Егор закашлялся и сбросил папиросу на пол. Она дымилась. Парень в шинели наступил на окурок ногой.

— Не старею! Еще оглобли ломать могу. На войне я нужен был. Сила моя там сгодилась. Я… ты… Все мы… Егорши. Победа была… Что ты думаешь? Это мы — Егорши! Сила! Я это понимаю, при себе держу. На войне тяжело работать с винтовкою-то. Тут — рыск! — Егорша поднял толстый палец. — Рыск нужен был! А ежели бомба? Р-раз! И… ног нету, милый! — Он погрозил кому-то рукой, задумчиво растянул: — А мы шли. — Егорша показал на окно, на огни села, на звезды над соснами. — Далеко-то. Туда-а! Дядя Егорша меня зовут… — Замолчал, взволновавшись, отодвинулся.

Ломакин сел к самовару.

— Я махорочкой подымлю. Она сытней. Пахучая, горит долго и дыму много. Вот еще… верят в бога, — продолжал он. — А я не верю — ни разу его не видел! А ну, покажись! Какой ты такой есть человек… на белом свете?!

Хлопали двери. Гасили свет. В прихожей лампочка загорелась ярче: и потолок, и стены, и пол стали словно чище.

По полу ползал маленький котенок. Егорша уставился на него, наблюдая, как он обнюхивает доски пола, бумажки и окурки.

— Смотри-ка, бегает.

Котенок уткнулся носом в валенок Егорши и, обнюхав, запищал. Егорша поднял его, положил на ладонь и выставил руку вперед. Этого котенка он недавно кормил кусочками колбасы и отгонял мать — большую кошку.

Он дул на этот сжавшийся комочек из шерсти и тепла, приговаривал:

— Ма-а-ленький! Тоже ведь сердчишко бьется. Жизнь! Эх ты, киска! Живешь, живешь, и ничего ты не понимаешь, как и что. Вырастет из тебя большой-большой кот — и всего дела. Начнешь кошек царапать и про мышей забудешь.

Котенок жалобно пищал, переваливаясь с боку на бок, упираясь передними лапками в толстые, огрубевшие пальцы. Егорша согнул их, чтобы котенок не вывалился из ладони на пол.
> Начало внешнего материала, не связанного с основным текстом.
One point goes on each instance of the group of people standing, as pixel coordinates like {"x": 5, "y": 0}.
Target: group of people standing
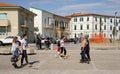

Все смотрели на Егоршу, думая каждый о чем-то своем. Наблюдали за котенком. И командировочным казалось, будто дом приезжих — их дом, а Егорша давно знакомый, родной и близкий человек.

Согревшись на горячей ладони человека, котенок свернулся в клубок и притих от удовольствия.

— Дунуть — и нет его. Сердце с горошинку.

Уперев локоть в колено, Егорша долго любовался котенком, ощущая его тепло и отчетливые стуки сердца.

— Ну, почему ты не родился человеком?

3

За окном ночь. Егор привалился к стене, наклонил голову к самовару; от нагретой меди шло тепло, и ему было приятно: щеки согревались, пылали. Козулин ушел к себе, шелестя газетой. Парни раздевались в соседней комнате, прикрыв дверь, и говорили о том, чтоб не проспать утром.

Актриса перестала улыбаться. Вздыхая, она посмотрела на веселого Егоршу, на безучастную ко всему Степановну, которая в углу стучала костяшками счетов и перелистывала толстую бухгалтерскую книгу. Постояв немного, актриса ушла к себе в комнату.